John Albee (1833-1915)

"Born in 1833, he now resides in New Castle, N.H. He has published few sonnets in his book.  The first of those selected will remind one, by its wide horizon, of the natural effect in Keats's sonnet on Chapman's HomerPoems .  (G. P. Putnam's Sons.)" (Crandall)

Read Albee's Confessions of Boyhood (Project Gutenberg).


Fading Barriers

If I have ever told you all my heart
Was yours, and perfect was the love it bore,
Believe it not!
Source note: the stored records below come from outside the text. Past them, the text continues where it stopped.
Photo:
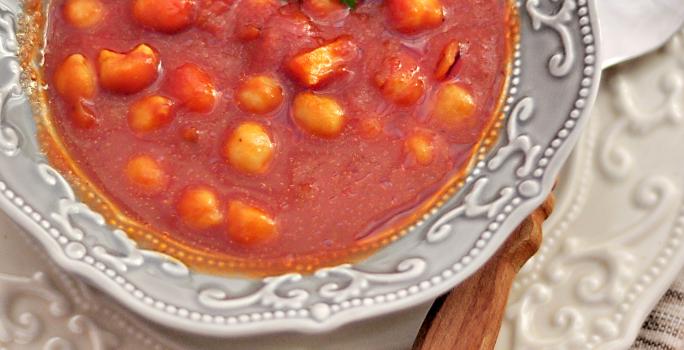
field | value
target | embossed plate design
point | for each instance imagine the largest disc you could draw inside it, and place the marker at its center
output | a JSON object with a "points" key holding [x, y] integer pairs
{"points": [[554, 82]]}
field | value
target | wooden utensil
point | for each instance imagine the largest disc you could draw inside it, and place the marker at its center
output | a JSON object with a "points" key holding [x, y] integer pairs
{"points": [[469, 317]]}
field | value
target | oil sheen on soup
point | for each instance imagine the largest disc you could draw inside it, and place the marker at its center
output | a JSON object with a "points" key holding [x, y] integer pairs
{"points": [[278, 132]]}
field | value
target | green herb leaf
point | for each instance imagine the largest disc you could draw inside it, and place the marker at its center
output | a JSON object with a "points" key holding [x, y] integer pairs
{"points": [[350, 3]]}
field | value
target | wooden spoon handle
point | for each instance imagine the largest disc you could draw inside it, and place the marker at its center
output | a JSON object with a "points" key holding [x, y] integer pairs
{"points": [[469, 317]]}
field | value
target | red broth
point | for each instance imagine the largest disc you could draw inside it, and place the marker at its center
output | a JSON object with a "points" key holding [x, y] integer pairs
{"points": [[356, 123]]}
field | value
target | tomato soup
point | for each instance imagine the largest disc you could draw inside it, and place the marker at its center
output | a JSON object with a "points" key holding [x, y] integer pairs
{"points": [[278, 135]]}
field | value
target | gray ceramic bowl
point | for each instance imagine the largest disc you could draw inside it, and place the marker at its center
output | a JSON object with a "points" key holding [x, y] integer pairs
{"points": [[555, 78]]}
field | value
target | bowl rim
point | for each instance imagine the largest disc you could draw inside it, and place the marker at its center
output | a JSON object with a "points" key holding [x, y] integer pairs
{"points": [[500, 191]]}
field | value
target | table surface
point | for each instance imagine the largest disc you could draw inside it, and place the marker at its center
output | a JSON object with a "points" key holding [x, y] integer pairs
{"points": [[591, 285]]}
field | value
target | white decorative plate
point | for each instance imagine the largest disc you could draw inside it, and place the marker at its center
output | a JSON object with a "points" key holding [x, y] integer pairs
{"points": [[554, 79], [614, 243]]}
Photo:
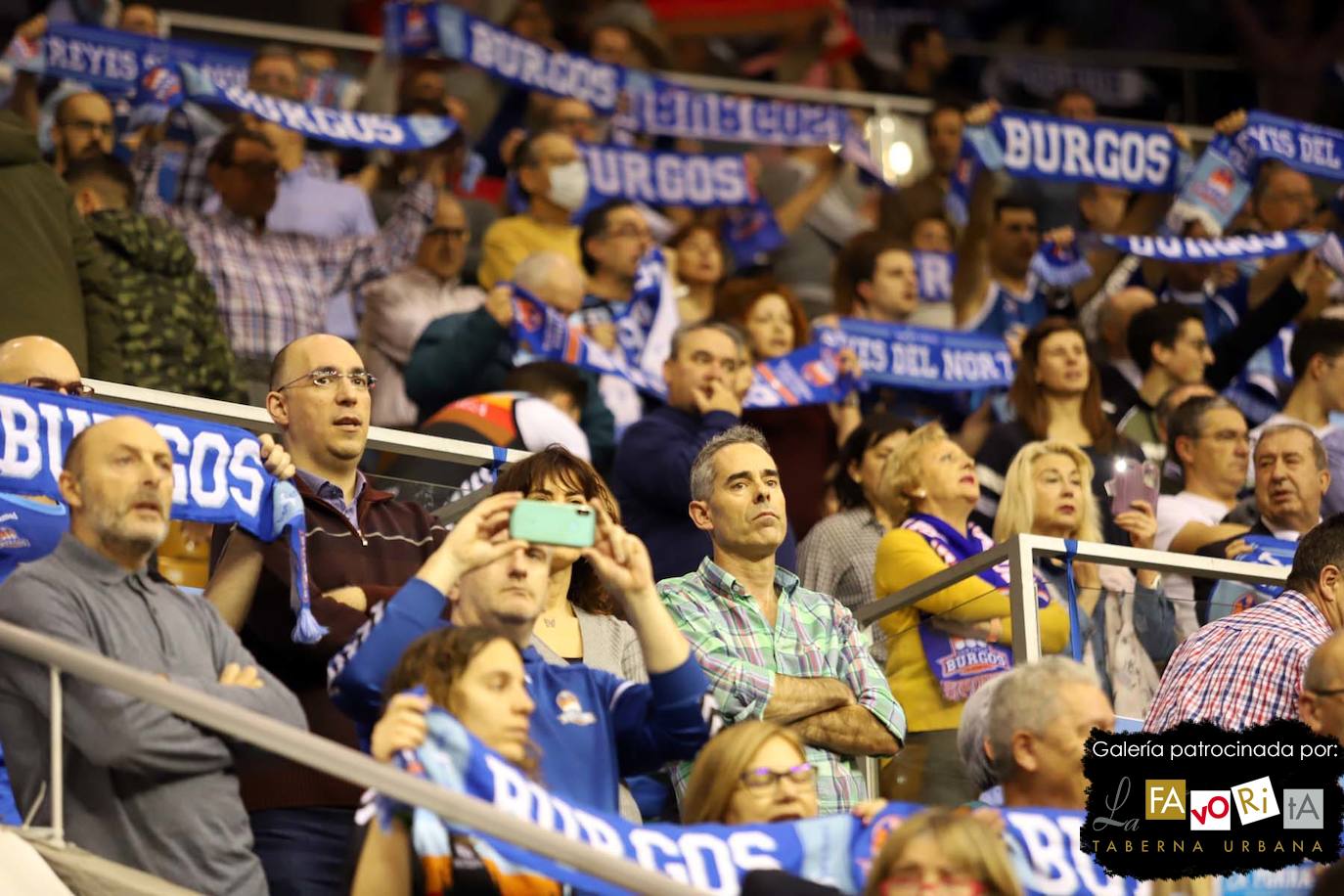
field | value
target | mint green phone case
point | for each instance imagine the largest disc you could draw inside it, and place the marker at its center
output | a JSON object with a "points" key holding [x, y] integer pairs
{"points": [[567, 525]]}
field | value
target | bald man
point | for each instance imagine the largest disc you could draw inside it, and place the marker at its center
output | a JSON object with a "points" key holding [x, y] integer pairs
{"points": [[362, 547], [144, 787], [29, 527], [1322, 701]]}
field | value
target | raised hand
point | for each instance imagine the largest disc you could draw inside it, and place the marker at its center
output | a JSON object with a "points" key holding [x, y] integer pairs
{"points": [[276, 458], [480, 538], [620, 560], [402, 727], [237, 676], [1140, 521]]}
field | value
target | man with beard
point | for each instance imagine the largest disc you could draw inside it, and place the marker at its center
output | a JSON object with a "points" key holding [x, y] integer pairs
{"points": [[144, 787], [83, 128], [362, 547]]}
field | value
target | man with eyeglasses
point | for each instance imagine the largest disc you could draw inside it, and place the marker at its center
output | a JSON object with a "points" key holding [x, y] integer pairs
{"points": [[1249, 668], [274, 288], [1211, 442], [398, 308], [362, 547], [83, 128]]}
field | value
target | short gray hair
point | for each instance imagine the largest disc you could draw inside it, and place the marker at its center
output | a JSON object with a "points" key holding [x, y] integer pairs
{"points": [[972, 733], [1318, 448], [701, 469], [535, 272], [686, 330], [1024, 701]]}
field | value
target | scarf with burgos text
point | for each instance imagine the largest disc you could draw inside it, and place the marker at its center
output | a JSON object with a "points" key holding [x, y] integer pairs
{"points": [[165, 72], [834, 850], [640, 101], [218, 473]]}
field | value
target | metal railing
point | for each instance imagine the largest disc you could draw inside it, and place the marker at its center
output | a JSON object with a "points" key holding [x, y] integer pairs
{"points": [[306, 749], [1021, 553]]}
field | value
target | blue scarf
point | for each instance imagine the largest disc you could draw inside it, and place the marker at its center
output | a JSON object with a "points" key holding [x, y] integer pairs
{"points": [[836, 850], [1232, 597], [933, 273], [218, 474], [963, 665], [652, 105], [667, 177], [162, 74], [1183, 248], [115, 61], [1049, 148], [808, 375], [917, 357]]}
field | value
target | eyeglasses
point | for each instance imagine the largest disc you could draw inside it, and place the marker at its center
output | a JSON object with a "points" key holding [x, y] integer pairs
{"points": [[49, 384], [1229, 435], [258, 169], [945, 884], [629, 231], [328, 377], [92, 126], [765, 778]]}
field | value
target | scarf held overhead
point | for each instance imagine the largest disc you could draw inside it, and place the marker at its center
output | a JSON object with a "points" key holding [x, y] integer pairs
{"points": [[218, 473]]}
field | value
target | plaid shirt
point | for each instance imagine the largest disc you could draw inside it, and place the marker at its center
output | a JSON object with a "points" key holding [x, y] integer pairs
{"points": [[1243, 669], [274, 288], [813, 637]]}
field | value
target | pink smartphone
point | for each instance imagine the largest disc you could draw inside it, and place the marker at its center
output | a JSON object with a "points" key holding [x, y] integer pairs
{"points": [[1133, 481]]}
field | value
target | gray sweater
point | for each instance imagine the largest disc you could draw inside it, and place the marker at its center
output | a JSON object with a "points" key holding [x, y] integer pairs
{"points": [[143, 786]]}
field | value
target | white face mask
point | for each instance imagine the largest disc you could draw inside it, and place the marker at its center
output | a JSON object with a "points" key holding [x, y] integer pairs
{"points": [[568, 186]]}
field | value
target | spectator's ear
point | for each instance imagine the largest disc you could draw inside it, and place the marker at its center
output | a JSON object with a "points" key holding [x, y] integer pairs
{"points": [[70, 490], [699, 512]]}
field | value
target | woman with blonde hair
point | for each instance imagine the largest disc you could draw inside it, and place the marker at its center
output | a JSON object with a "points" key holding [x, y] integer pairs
{"points": [[755, 773], [942, 850], [946, 645], [1129, 625]]}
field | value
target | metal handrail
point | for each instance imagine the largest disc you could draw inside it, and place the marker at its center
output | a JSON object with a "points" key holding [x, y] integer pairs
{"points": [[254, 418], [883, 104], [1021, 551], [315, 752]]}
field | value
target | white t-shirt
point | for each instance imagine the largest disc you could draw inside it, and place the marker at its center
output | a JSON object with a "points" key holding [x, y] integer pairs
{"points": [[1174, 512]]}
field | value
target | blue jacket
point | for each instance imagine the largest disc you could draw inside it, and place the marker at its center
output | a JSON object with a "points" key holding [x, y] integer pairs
{"points": [[652, 484], [592, 727]]}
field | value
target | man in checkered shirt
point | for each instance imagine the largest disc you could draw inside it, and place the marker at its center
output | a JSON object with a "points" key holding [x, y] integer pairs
{"points": [[770, 648], [1247, 668]]}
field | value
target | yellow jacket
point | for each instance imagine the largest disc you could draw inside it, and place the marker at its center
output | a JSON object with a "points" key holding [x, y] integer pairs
{"points": [[905, 558]]}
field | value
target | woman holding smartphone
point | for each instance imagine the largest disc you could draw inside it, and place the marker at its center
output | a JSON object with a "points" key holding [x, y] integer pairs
{"points": [[478, 677], [1129, 625]]}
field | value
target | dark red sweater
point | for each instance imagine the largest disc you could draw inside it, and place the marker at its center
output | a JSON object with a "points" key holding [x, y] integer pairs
{"points": [[391, 543]]}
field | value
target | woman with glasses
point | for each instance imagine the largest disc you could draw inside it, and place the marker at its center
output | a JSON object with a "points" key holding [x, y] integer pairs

For in the time past o'er
I, like some world-wide traveler, would start
And gaze astonished where the mountains part,
Thinking of mountain peaks beyond no more,
As dimly climbing from the heaven's blue shore
On loftier heights the splendor falls athwart.
So while I dream all perfect is the bliss
Which years have added to my soul in thine,
And say, here must be the eternal bound,
Lo, in my heart some thought of thee doth kiss
Into clear light that undetermined line
Which hovers on the heaven of love profound.

Recreation in Love

That thou art high above me I have found 
Full oft; when all alone my heavy brain
Turns from itself to thee, my thoughts regain
A place so far beyond their usual bound
I know they climb of other stairs the round
Than those which their aspiring flights restrain
In this dull house of clay.  Come, not in vain
Thy height shall raise me from this lifeless ground.
Let me from thine my lampless way rewin;
Usurp this empty-falling tenement
With ruin underset, o'erhung by night;
Replenish it with all that once has been,
When all it had or wished thy presence lent,
And love trimmed fresh the intellectual light.

Keats's Love-Letters

Rest, hunted spirit!  Canst thou never sleep?
Ah, when the ghouls and vampires of the Press
Vex all thy tender soul in wantonness,
Canst thou know aught of peace, but still must weep!
What!  shall thy heart's rich blood, poured out so deep,
Be made a merchandise without redress,
Nor any voice the world's base deed confess
Which prints and sells a poet's love so cheap?
My curse upon this prying, prurient age!
And curst the eyes not closed in angry shame!
For him whom English air and critic pen
Twice baffled ere his splendid, youthful gage
Had measured half the heaven of love and fame,
This shameless book has murdered once again!